Few people have followed the career of Kai Havertz as closely as The Athletic’s Raphael Honigstein, and here the go-to German football expert in England tells us about our new signing as a person and a player.
Honigstein, who is also a pundit on BT Sport’s Bundesliga coverage, explains why a move to Chelsea made sense for Havertz and the reasons he has drawn comparisons with both Frank Lampard and Michael Ballack. He starts, though, by considering how he might be deployed in this new-look Blues team…
‘The beauty of Havertz is you can play him in almost any position apart from defence,’ says Honigstein, who recently contributed to an Athletic article detailing the process behind his signing.
‘I don’t think he’s necessarily a no.6, but he’s definitely a player who can play centrally, both in a slightly deeper role or as a classic no.10. He can just as easily play on either wing, or as a false nine as he’s done quite a lot in recent months.
‘The options he provides, especially with the crazy amount of games Chelsea will have this season, are one of the key advantages of signing him. It might be he gets so good in one position the team has to adjust to him rather than the other way round, but in the meantime he will just increase the options. Whatever position and combination you want to play him in, you can be certain he will perform. For a manager, he is a dream player to have.
‘Personally I think there might be a slight difference between his deployment away from home and at home,’ adds Honigstein.
‘Away from home, you can easily play him on the wings, but at home he might be better in a central role because he’s so good at finding spaces between the lines. Against deep opposition, he can help solve this problem Chelsea have sometimes had at home when it comes to breaking down some of the more defensive sides they come up against.’
As well as his obvious creative ability, Havertz possesses a formidable goal record for someone so young. He has scored 38 times across the last two seasons for Bayer Leverkusen, drawing comparisons with his new boss, as well as a compatriot who also played for Leverkusen and Chelsea, and the chance to be guided by Lampard was clearly one of the key factors behind Havertz’s decision to move to Stamford Bridge.
‘Where Havertz is quite similar to Lampard is with the ability to arrive late in the box and score,’ says Honigstein.
‘That’s why some people in Germany have also compared him to Ballack, because Ballack also has this ability to join up with the attack, to find space on the edge of the box and score, sometimes with his head like Havertz does.
‘Those runs and that instinct for being in the right place at the right time, he’s already got it but I think it will only improve, because Lampard was the master in that. I’m sure he will pass his knowledge and his experience on to Havertz.
‘In a wider sense, it’s playing in a team that plays the type of football he wants to play, being surrounded by young players who are also growing and want to achieve things together – that was the big draw from what I understand. Players like Mason Mount and Callum Hudson-Odoi can potentially go to a different level once you add Havertz and Timo Werner to the mix.
‘It felt to me and many others he had outgrown this Bayer Leverkusen team.

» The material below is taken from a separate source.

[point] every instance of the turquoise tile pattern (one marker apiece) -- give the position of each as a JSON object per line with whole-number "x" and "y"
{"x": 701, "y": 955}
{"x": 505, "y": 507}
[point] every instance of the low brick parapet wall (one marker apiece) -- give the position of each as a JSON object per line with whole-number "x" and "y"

He was so clearly the best player, there wasn’t really much to gain from him being there much longer, and part of the reason for him to move is to be surrounded by players who can bring more out of him and help him develop.’
Away from the pitch, Honigstein believes Havertz’s personality will stand him in good stead when it comes to adapting to a new club in a new country, with his homeland now very interested to follow his and Werner’s progress in the Premier League.
‘Havertz is an incredibly grounded guy, very smart, very considerate. Education has been very important to him and his family. He famously missed a Champions League game because he had to sit an A-Level exam. He’s a guy who defines himself by what happens on the pitch. He’s a football player through and through, someone who is committed to his craft.
‘Leverkusen are not necessarily a high-profile club despite their success competing in the Champions League regularly. They don’t have a huge fanbase, so it’s been easier for Havertz to develop slightly in a bubble outside of the harsh media light he would have perhaps attracted at places like Dortmund or Bayern.
‘German people don’t know much about him as a personality, so it’s quite intriguing for them to see this guy becoming one of the most expensive Bundesliga players ever. All of a sudden, Chelsea have gone back to the days of Ballack where a lot of people in Germany will be super interested how they do, because it is a bit of a German team now with these two new young guys there.
‘I don’t really have any reservations about him being a success in the Premier League,’ concludes Honigstein.
‘You can never be 100 per cent sure with injuries and this kind of stuff, but anyone who has worked with him and knows him thinks this guy is the real deal, and has all the qualities and promise and talent to be not just a success, but one of the best players for Germany in the last couple of decades. That’s how highly people rate him.’